Improvisations for burn dressings include taking sterile gauze in pads or rolls and impregnating it with petroleum jelly. Alternatively, the hemostatic dressing known as Celox, when moistened, turns in a slimy gel bandage that provides protection for burn injuries.
The best way to get away fast is via a pre-planned route in a vehicle. Unfortunately, your routes of vehicular escape may be blocked. You may have to leave by foot. If so, make sure you’re dressed in long pants, sleeves, and heavy boots. If possible, leave word about your evacuation with someone outside the disaster zone if case you need rescue.
Don’t be so sure, however, that you can outrun a wildfire. The flames may travel as fast as 20 miles per hour in drought conditions and be sped even further by spot fires. If the fire passes you, it’s just common sense to stay out of its projected path. If you can’t escape its edge, you may have to run through it into areas that have already been consumed (black areas). They may be the safest place left.

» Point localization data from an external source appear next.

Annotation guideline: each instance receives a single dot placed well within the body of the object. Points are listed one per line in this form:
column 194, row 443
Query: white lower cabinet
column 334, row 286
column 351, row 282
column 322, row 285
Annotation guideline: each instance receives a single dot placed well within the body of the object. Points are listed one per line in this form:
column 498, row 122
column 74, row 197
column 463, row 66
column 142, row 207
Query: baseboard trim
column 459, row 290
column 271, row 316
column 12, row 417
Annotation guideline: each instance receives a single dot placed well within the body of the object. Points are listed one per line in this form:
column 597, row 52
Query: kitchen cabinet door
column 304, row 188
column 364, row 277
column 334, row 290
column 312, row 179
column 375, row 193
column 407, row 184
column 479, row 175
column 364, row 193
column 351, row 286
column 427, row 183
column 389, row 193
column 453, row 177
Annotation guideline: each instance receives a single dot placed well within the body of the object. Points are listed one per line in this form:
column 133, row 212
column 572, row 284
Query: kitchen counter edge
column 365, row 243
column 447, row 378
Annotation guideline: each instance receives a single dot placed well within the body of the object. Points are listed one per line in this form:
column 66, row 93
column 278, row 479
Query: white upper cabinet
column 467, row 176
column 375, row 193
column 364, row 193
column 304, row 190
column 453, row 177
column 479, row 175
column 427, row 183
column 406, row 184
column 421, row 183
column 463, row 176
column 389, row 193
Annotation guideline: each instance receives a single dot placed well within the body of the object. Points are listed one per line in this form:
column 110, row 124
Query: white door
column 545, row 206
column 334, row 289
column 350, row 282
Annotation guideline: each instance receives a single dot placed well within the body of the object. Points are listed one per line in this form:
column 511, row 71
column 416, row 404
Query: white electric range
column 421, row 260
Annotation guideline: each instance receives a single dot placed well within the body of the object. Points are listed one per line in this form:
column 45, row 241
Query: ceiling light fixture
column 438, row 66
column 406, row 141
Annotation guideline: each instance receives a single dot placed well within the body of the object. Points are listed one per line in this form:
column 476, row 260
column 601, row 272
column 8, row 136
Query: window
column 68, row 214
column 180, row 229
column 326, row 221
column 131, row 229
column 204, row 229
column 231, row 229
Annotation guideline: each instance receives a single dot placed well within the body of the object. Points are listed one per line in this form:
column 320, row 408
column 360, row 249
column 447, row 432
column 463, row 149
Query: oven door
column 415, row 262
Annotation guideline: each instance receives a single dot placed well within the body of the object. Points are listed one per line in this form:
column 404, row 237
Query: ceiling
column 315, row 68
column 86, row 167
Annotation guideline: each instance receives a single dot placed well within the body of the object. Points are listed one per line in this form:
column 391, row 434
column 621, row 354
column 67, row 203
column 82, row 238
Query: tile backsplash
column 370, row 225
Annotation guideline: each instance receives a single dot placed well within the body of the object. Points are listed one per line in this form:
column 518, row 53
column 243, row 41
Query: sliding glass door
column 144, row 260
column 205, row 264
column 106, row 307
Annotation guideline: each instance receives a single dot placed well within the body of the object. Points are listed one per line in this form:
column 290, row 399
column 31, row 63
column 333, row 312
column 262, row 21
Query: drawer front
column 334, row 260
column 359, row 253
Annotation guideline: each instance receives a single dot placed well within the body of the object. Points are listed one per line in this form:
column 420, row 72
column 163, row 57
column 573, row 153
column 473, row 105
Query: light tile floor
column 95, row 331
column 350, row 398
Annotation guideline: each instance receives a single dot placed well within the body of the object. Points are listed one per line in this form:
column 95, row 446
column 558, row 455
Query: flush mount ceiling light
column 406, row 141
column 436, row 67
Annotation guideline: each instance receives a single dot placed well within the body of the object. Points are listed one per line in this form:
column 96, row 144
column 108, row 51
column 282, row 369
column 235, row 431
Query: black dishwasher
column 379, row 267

A wool blanket is very helpful as an additional outside layer because wool is relatively fire-resistant. Some people think it’s a good idea to wet the blanket first: Don’t. Wet materials transfer heat much faster than dry materials and will cause severe scald burns.
If you must stay inside a building, retreat to the side farthest from the fire and with the least number of windows (windows transfer heat to the inside). Stay there unless you have to leave due to smoke or the building catching fire. If that’s the case, wrap yourself in the blanket, leaving only your eyes uncovered.
You may have trouble breathing because of the smoke. In that instance, stay low and crawl out of the building. There’s less smoke and heat the lower you go. Keep your face down towards the floor. This will help protect your airway, which is very important. You can recover from burns on your skin, but not from major burns in your lungs.
If surrounded by fire with no possible escape route, some have suggested digging a “foxhole” below ground level. This will place you lower than where the thickest concentration of smoke will be.
A wildfire in your neighborhood is a major bump in the road. Don’t let it be the end of the road for you and your family. Plan and prepare for the worst, and hope for the best.